2.2 Multi-Radio, Multi-Channel MAC Protocols

Single-radio, multi-channel MAC protocols improve channel efficiency, but they suffer from energy inefficiency because the tree topology they require leads to data duplication. To solve this problem, some protocols rely on multiple transceivers. Tree-based Multi-Channel Protocol (TMCP) [22] constructs a tree topology with the sink node representing the root. The sink node has multiple transceivers and each child node of the sink node can transmit data using a different channel. Cluster On-demand Multi-channel MAC (COMMAC) [23] is a cluster-based protocol that is organized as a three-tier architecture consisting of the sink node, aggregators, and sensor nodes. The aggregators receive data from the sensor nodes using multiple transceivers and transmit them to the sink node. Lee et al. proposed a MAC protocol [24] that uses two kinds of nodes, outbody and inbody nodes. An outbody node assigns channels to inbody nodes and receives data from inbody nodes using multiple transceivers. Kirbas et al. proposed isMAC [25] that uses a single-radio by default, but the coordinator node can change to the multi-radio mode to improve channel efficiency when an emergency situation occurs. However, isMAC requires multiple transceivers, and thus, it cannot be realized using off-the-shelf sensor devices.

In summary, existing multi-channel MAC protocols have the following shortcomings: For single-radio approach, a trade-off exists between energy consumption and throughput. On the other hand, multi-radio approach is impracticable using commercial off-the-shelf sensor devices. In order to overcome these problems, the proposed ISRMC-MAC protocol takes the single-radio approach and employs the unbalanced Star+Mesh topology and TDMA-based transmission mechanism.

 

3. The proposed ISRMC-MAC Protocol

There are three kinds of nodes in ISRMC-MAC: the sink node, Data Aggregation nodes (DA_nodes), and Leaf nodes (L_nodes). The sink node and DA_nodes form a mesh topology and have L_nodes as their leaves in a star topology. This hybrid topology is referred to as ‘unbalanced Star+Mesh’ because the number of leaf nodes that DA_nodes may have can be different. The topology construction algorithm is described in Subsection 3.1. As for the transmission mechanism, L_nodes first transmit data to their parents, i.e., DA_nodes. Then, DA_nodes aggregate the received data with their own data and transmit them to the sink node through the mesh network. Fig. 4 illustrates the overall process of ISRMC-MAC assuming that each sensor node transmits one unit of data, and the number of channels and the number of sensor nodes are 4 and 10, respectively. In addition, the circled numbers indicate the starting time slots for the messages and different arrows represent different channels. Note that the number of channels and the number of nodes in Fig. 4 are equivalent to those in Fig. 3b. Therefore, the total amount of data and the number of time slots required for transmission in Fig. 4 are reduced compared with Fig. 3b. This indicates that ISRMC-MAC improves communication throughput and energy efficiency.

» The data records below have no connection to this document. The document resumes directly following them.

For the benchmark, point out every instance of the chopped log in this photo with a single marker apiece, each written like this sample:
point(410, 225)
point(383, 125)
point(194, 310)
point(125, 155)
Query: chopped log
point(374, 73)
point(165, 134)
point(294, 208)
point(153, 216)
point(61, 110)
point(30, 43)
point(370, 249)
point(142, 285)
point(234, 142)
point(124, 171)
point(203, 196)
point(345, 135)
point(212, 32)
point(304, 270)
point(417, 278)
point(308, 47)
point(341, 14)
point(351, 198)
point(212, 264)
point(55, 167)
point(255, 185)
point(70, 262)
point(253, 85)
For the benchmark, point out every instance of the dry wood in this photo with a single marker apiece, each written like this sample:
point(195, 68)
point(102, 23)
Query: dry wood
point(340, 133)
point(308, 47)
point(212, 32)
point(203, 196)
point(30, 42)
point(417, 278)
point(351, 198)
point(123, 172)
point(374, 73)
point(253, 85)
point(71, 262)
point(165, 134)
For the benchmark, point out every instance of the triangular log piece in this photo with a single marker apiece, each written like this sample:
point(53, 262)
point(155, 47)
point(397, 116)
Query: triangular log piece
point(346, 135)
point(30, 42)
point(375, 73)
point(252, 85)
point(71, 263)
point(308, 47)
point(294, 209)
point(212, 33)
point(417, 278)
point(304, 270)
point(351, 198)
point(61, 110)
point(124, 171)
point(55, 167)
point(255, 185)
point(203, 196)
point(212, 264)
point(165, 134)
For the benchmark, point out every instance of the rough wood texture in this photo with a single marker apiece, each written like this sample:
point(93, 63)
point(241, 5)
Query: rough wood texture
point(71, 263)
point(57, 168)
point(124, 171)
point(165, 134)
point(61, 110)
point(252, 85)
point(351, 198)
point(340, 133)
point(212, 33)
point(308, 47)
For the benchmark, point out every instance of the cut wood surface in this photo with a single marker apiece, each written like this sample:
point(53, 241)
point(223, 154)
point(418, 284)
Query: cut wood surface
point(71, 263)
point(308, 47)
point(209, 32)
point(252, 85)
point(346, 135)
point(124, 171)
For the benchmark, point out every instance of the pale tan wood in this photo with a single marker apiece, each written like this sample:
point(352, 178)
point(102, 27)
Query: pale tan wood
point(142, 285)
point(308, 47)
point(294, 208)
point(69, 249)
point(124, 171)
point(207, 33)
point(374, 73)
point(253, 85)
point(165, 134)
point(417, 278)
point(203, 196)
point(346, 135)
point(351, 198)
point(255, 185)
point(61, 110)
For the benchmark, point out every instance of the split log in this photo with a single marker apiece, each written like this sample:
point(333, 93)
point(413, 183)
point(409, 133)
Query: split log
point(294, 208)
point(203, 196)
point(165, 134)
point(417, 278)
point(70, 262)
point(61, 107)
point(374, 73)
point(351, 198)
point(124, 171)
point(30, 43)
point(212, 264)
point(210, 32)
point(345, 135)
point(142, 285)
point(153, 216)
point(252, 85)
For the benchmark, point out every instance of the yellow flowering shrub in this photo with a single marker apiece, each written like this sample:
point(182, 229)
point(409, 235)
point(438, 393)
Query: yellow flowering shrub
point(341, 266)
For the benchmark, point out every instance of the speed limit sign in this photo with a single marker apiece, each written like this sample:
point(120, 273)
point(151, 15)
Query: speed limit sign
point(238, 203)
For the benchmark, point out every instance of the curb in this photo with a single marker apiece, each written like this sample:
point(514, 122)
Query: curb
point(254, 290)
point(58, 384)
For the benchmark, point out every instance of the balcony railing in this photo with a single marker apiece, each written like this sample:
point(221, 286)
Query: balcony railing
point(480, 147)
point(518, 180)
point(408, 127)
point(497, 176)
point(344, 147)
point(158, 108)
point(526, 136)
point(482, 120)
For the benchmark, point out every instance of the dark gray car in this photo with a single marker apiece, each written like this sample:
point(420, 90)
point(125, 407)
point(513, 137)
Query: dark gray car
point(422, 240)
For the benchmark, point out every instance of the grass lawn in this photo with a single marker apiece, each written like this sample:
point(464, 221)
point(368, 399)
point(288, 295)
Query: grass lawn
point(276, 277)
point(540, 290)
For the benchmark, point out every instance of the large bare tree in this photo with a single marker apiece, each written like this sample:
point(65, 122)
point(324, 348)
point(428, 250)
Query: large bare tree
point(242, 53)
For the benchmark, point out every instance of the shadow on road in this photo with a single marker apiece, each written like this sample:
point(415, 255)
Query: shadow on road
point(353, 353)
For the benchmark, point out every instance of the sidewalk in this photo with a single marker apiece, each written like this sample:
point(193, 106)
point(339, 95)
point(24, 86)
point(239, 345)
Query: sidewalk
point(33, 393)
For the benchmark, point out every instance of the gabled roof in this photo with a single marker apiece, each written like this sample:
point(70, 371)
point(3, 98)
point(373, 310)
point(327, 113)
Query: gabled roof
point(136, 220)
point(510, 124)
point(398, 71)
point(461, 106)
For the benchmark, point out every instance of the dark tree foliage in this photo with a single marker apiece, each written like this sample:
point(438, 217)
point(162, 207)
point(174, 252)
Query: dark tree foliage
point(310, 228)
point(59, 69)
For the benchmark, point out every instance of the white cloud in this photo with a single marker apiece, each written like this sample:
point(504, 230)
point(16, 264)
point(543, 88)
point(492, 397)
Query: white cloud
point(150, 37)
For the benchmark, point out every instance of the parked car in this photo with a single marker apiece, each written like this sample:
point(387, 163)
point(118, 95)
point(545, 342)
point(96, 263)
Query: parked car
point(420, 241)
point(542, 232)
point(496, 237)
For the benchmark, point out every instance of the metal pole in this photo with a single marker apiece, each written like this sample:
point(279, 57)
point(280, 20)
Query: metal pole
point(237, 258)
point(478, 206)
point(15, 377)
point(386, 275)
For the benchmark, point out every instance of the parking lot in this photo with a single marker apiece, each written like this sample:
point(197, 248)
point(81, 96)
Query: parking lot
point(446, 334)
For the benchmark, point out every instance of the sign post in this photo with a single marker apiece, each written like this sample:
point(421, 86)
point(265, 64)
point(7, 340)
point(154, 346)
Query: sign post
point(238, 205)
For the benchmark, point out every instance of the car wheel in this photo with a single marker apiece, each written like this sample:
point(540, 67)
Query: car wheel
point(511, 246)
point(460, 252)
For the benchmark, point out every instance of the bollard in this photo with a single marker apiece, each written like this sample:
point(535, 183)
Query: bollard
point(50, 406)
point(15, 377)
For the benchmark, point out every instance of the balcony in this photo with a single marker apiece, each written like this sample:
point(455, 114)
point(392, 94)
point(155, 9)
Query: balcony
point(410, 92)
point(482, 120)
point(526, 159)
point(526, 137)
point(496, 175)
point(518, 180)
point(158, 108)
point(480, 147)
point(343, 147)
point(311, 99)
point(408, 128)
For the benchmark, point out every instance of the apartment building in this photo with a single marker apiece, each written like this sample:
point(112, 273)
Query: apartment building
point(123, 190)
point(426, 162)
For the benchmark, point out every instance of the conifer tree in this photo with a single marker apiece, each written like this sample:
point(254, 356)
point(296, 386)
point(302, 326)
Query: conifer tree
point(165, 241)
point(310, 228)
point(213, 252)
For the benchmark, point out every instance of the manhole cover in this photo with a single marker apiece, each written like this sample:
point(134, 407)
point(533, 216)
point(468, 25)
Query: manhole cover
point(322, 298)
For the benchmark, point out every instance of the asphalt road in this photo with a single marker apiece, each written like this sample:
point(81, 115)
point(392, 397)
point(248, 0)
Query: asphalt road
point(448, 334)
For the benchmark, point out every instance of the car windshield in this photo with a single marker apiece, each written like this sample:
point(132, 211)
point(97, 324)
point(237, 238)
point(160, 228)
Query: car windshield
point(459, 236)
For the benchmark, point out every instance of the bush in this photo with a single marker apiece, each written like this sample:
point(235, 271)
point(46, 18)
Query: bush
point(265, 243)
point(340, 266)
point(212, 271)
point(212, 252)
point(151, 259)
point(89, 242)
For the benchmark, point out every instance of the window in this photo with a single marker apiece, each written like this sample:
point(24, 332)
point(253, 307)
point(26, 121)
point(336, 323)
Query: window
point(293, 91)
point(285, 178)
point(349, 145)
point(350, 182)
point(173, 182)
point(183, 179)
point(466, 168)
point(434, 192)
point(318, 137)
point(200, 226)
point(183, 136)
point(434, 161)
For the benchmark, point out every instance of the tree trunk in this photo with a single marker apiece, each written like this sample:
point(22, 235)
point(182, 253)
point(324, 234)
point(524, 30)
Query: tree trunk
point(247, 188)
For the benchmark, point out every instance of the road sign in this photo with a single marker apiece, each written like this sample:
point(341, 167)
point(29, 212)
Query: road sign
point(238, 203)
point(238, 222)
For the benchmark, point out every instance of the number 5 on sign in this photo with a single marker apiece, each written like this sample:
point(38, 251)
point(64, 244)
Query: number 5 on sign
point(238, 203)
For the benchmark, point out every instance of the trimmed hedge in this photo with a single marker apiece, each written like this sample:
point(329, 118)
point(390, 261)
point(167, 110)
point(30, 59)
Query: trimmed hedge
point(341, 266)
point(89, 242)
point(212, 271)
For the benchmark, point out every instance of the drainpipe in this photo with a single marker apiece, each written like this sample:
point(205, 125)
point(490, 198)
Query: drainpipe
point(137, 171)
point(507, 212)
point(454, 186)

Fig. 4.Overview of the ISRMC-MAC protocol.

The following subsections discuss the construction of the Unbalanced Star+Mesh topology and the Guaranteed Time Slots (GTS) allocation algorithm.

3.1 Unbalanced Star+Mesh topology construction

Table 1 defines the notations used throughout this subsection. Fig. 5 shows the flowchart for the construction of the Unbalanced Star+Mesh topology. Moreover, it is assumed that all the nodes can communicate with each other using their lowest transmission power since they are placed in/on/around human body.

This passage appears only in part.